Evaluation of a new quantitative point-of-care test platform for urine-based detection of bladder cancer
Ritter R1, Hennenlotter J1, Kühs U1, Hofmann U1, Aufderklamm S1, Blutbacher P1, Deja A1, Hohneder A1, Gerber V1, Gakis G1, Stenzl A1, Schwentner C1, Todenhöfer Urol Oncol. 2013 Dec 11. pii: S1078-1439(13)00404-3. doi: 10.1016/j.urolonc.2013.09.024. [Epub ahead of print]

Author information

1Department of Urology, Eberhard-Karls University of Tuebingen, Tuebingen, Germany. 2Department of Urology, Eberhard-Karls University of Tuebingen, Tuebingen, Germany. Electronic address: tilman.todenhoefer@med.uni-tuebingen.de.

Abstract

OBJECTIVE: Several commercial point-of-care (POC) tests are available for urine-based detection of bladder cancer (BC). However, these tests are restricted to dichotomized results (positive or negative), which limits their diagnostic value. Quantitative protein-based tests offer improved risk stratification but require complex methods restricted to specialized centers. Recently, the first quantitative POC system based on the detection of cytokeratin fragments became available. The aim of the study was to evaluate the diagnostic accuracy of this quantitative POC test.

PATIENTS AND METHODS: A total of 198 patients having symptoms suspicious for BC were included. All patients received urethrocystoscopy and upper-tract imaging. Urine samples were analyzed by the urine BC antigen (UBC) rapid POC system and evaluated both visually and quantitatively using the concile Omega 100 POC reader. For visual evaluation, different thresholds of band intensity for considering a test positive were applied. Moreover, the UBC enzyme-linked immunosorbent assay (ELISA), urine cytology, and the nuclear matrix protein 22 BladderChek were performed. Sensitivities and specifities were calculated by contingency analyses. Optimal cutoffs of quantitative tests were determined by receiver operating characteristic curves.

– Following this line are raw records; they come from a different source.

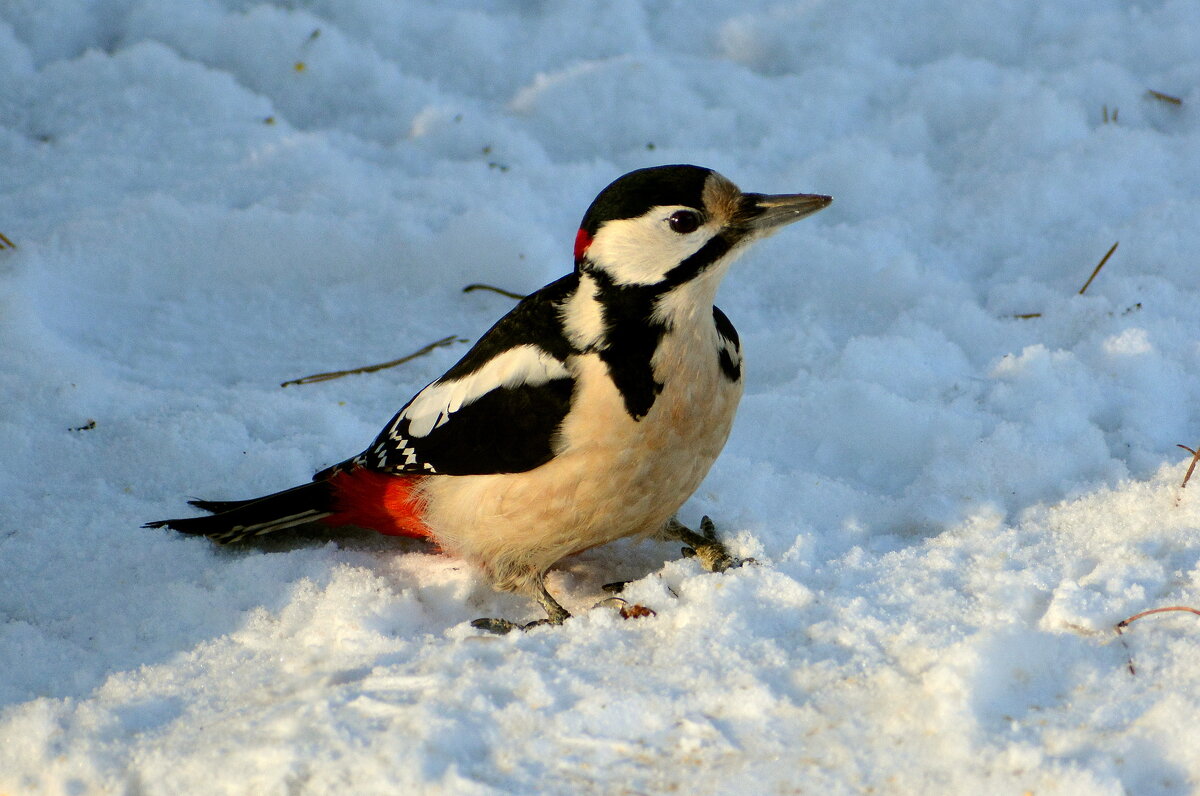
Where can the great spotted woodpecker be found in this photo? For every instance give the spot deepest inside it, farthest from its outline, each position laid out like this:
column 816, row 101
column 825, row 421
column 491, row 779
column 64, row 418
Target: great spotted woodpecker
column 588, row 413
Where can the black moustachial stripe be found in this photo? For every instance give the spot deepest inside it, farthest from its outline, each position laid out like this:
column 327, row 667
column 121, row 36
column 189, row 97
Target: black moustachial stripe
column 730, row 366
column 630, row 340
column 631, row 335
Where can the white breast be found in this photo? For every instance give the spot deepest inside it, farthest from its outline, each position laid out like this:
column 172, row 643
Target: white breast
column 613, row 477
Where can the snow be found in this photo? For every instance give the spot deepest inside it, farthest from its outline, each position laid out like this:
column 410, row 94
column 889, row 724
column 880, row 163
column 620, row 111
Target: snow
column 951, row 506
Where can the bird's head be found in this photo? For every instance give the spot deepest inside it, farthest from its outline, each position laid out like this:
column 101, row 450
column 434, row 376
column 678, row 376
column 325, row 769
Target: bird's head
column 669, row 225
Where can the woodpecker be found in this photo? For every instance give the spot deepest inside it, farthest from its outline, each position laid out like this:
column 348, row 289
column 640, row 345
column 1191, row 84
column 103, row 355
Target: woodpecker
column 588, row 413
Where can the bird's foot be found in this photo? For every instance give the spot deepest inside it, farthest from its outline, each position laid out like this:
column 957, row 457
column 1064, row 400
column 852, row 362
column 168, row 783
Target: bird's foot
column 555, row 615
column 705, row 545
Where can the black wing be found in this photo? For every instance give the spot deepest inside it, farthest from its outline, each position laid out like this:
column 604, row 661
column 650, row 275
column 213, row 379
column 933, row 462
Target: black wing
column 497, row 410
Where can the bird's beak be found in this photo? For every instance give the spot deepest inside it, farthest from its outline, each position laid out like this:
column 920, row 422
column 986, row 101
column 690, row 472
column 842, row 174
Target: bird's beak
column 765, row 213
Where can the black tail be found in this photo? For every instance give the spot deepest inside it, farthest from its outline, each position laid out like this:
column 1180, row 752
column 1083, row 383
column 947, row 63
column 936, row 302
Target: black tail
column 238, row 520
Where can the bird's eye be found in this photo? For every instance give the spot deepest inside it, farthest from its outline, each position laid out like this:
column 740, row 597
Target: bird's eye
column 684, row 221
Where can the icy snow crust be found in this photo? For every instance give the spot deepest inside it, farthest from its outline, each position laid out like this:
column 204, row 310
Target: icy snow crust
column 951, row 506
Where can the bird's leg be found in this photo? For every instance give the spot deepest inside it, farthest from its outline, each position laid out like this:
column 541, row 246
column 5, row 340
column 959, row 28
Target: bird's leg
column 555, row 614
column 705, row 545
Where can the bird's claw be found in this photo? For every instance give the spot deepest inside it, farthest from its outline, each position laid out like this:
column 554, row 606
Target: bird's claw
column 708, row 549
column 503, row 627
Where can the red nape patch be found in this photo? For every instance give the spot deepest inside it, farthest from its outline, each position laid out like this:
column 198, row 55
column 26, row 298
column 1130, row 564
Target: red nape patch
column 376, row 501
column 582, row 240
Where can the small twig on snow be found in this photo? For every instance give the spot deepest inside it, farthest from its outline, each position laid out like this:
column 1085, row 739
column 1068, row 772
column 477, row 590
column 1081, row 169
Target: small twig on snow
column 1097, row 270
column 1192, row 467
column 371, row 369
column 1123, row 623
column 479, row 286
column 1163, row 97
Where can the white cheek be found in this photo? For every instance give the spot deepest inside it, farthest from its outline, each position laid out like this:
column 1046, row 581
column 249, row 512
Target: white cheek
column 641, row 251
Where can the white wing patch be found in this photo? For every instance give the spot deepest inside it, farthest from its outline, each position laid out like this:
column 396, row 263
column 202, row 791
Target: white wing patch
column 516, row 366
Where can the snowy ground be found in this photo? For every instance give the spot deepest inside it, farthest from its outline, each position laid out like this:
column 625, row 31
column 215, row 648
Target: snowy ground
column 952, row 506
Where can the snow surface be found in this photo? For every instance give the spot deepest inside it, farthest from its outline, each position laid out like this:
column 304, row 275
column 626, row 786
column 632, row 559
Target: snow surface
column 951, row 506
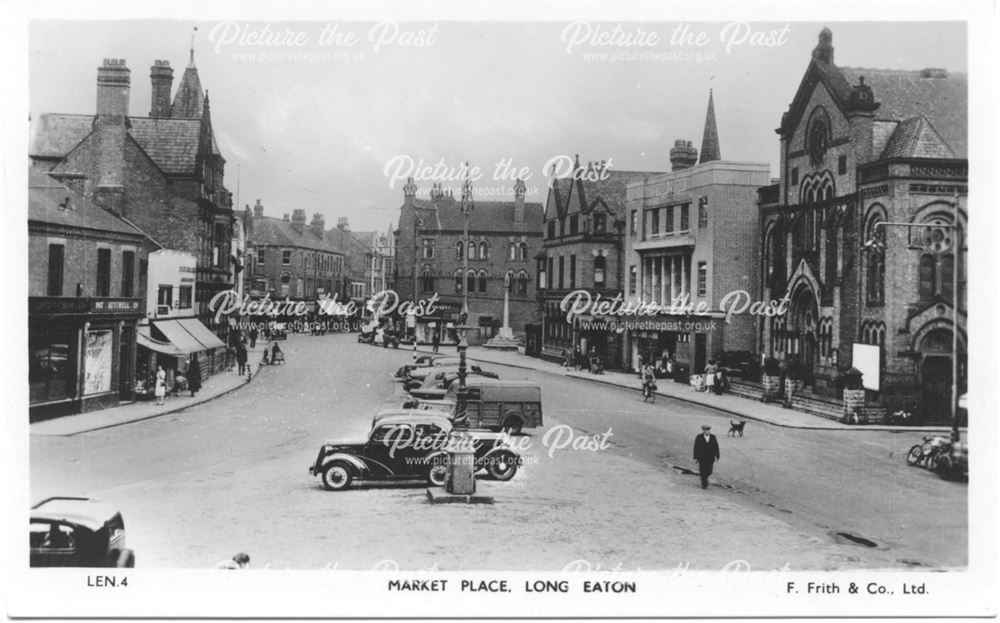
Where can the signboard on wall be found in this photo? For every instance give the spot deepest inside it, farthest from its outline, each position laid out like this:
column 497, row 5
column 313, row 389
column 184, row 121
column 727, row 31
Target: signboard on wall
column 867, row 357
column 97, row 362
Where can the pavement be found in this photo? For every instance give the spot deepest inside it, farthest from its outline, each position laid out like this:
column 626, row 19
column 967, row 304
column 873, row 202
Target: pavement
column 226, row 382
column 214, row 386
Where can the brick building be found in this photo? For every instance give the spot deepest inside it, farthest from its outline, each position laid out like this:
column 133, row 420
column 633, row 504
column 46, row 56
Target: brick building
column 583, row 248
column 692, row 239
column 291, row 258
column 164, row 172
column 861, row 147
column 86, row 287
column 503, row 240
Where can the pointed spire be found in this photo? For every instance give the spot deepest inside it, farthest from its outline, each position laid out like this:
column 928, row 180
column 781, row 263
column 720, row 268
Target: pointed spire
column 191, row 63
column 710, row 140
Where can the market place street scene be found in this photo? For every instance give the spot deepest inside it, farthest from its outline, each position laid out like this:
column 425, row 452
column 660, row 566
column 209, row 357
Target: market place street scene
column 360, row 296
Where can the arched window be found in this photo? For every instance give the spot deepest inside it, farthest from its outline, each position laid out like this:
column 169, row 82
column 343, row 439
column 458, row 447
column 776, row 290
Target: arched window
column 427, row 279
column 875, row 258
column 832, row 251
column 600, row 266
column 928, row 276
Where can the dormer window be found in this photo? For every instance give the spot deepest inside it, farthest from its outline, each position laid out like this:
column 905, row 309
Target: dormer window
column 818, row 141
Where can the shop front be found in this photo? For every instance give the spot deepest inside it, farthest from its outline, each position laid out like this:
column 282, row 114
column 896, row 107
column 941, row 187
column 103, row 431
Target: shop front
column 81, row 354
column 171, row 344
column 689, row 341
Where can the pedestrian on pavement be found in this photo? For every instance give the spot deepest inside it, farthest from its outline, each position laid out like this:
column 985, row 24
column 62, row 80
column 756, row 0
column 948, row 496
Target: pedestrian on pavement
column 241, row 358
column 194, row 375
column 239, row 561
column 161, row 385
column 710, row 371
column 706, row 452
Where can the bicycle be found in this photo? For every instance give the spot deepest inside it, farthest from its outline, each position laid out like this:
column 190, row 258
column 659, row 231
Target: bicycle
column 648, row 391
column 931, row 454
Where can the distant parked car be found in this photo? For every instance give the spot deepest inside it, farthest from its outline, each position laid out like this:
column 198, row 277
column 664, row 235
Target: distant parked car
column 78, row 532
column 407, row 446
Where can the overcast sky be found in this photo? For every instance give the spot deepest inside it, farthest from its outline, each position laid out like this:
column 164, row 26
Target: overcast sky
column 317, row 131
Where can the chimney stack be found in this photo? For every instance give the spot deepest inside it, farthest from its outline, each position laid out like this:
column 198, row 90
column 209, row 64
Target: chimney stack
column 683, row 155
column 409, row 192
column 298, row 219
column 162, row 77
column 519, row 190
column 318, row 225
column 110, row 125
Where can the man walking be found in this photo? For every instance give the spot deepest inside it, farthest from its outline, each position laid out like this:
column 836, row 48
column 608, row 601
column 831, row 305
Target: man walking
column 706, row 452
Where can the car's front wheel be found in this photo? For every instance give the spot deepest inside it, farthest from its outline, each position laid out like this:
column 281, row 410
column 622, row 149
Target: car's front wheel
column 437, row 472
column 512, row 425
column 336, row 476
column 125, row 559
column 502, row 466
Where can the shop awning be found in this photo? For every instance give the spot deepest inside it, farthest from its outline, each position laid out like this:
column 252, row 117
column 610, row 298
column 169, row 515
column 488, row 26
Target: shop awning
column 201, row 333
column 181, row 337
column 143, row 338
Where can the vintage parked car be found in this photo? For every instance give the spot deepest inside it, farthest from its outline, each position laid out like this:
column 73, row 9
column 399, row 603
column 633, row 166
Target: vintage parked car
column 435, row 386
column 78, row 532
column 492, row 404
column 420, row 362
column 407, row 446
column 419, row 374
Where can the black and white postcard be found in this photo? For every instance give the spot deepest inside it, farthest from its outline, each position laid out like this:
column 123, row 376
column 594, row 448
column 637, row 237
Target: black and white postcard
column 496, row 310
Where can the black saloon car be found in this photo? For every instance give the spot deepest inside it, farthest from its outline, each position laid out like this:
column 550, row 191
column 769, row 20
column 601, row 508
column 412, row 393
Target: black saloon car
column 78, row 532
column 408, row 445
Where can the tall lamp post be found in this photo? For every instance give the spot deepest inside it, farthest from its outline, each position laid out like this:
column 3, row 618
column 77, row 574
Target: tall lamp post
column 462, row 329
column 938, row 242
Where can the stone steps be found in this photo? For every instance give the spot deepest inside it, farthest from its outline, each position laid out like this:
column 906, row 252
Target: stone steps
column 829, row 409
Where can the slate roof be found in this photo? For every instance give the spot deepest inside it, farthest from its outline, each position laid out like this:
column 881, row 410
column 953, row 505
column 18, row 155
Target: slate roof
column 45, row 194
column 55, row 135
column 486, row 216
column 171, row 143
column 916, row 138
column 281, row 233
column 942, row 97
column 610, row 190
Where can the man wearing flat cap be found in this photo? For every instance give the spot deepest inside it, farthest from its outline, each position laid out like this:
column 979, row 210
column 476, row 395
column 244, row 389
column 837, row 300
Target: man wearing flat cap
column 706, row 452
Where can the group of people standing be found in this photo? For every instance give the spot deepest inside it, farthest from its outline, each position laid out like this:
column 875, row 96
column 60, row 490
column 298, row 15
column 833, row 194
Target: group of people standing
column 190, row 380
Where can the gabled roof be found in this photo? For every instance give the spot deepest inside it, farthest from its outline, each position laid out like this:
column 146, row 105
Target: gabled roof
column 281, row 233
column 486, row 216
column 940, row 96
column 609, row 191
column 189, row 99
column 171, row 143
column 899, row 95
column 54, row 203
column 54, row 135
column 916, row 138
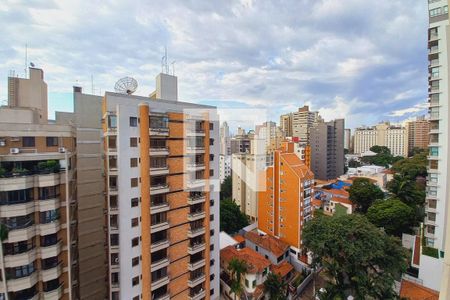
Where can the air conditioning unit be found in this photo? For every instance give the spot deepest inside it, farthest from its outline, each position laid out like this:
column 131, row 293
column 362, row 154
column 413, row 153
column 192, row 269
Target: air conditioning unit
column 14, row 150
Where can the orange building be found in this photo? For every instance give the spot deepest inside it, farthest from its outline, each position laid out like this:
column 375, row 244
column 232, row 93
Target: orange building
column 285, row 205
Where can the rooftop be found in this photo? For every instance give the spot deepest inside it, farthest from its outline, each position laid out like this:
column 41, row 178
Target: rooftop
column 255, row 261
column 270, row 243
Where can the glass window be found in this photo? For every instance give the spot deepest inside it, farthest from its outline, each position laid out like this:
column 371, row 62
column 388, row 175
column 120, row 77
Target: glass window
column 133, row 122
column 52, row 141
column 28, row 141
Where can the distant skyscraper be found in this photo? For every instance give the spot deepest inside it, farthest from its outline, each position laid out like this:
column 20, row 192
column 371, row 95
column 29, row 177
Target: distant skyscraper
column 418, row 133
column 327, row 149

RESULTS: A total of 61 patients (30.8%) were diagnosed with BC. Visual evaluation of the UBC revealed sensitivities of 38.1% to 71.4% with corresponding specificities of 54.1% to 89.1%, dependent on the threshold of band intensity applied. The quantitative UBC rapid showed a sensitivity of 66.7% and a specificity of 69.1% at optimal cutoff (area under the curve = 0.68). A constant increase of both the probability of BC and high-risk BC with increasing UBC rapid values was observed. UBC concentrations determined by the reader significantly correlated with the UBC ELISA (P<0.001). The UBC ELISA, the nuclear matrix protein22 BladderChek and cytology showed sensitivities of 47.6%, 16.4%, and 51.7% with specificities of 90.9%, 95.3%, and 78.1%, respectively.

CONCLUSION: The UBC rapid in combination with a quantitative POC-reader system for the first time enables quantitative determination of a BC marker under POC conditions. Diagnostic accuracy is at least equivalent to elaborate ELISA-based measurement. The quantitative use of the UBC rapid test facilitates risk prediction compared with conventional nonquantitative dichotomized POC testing.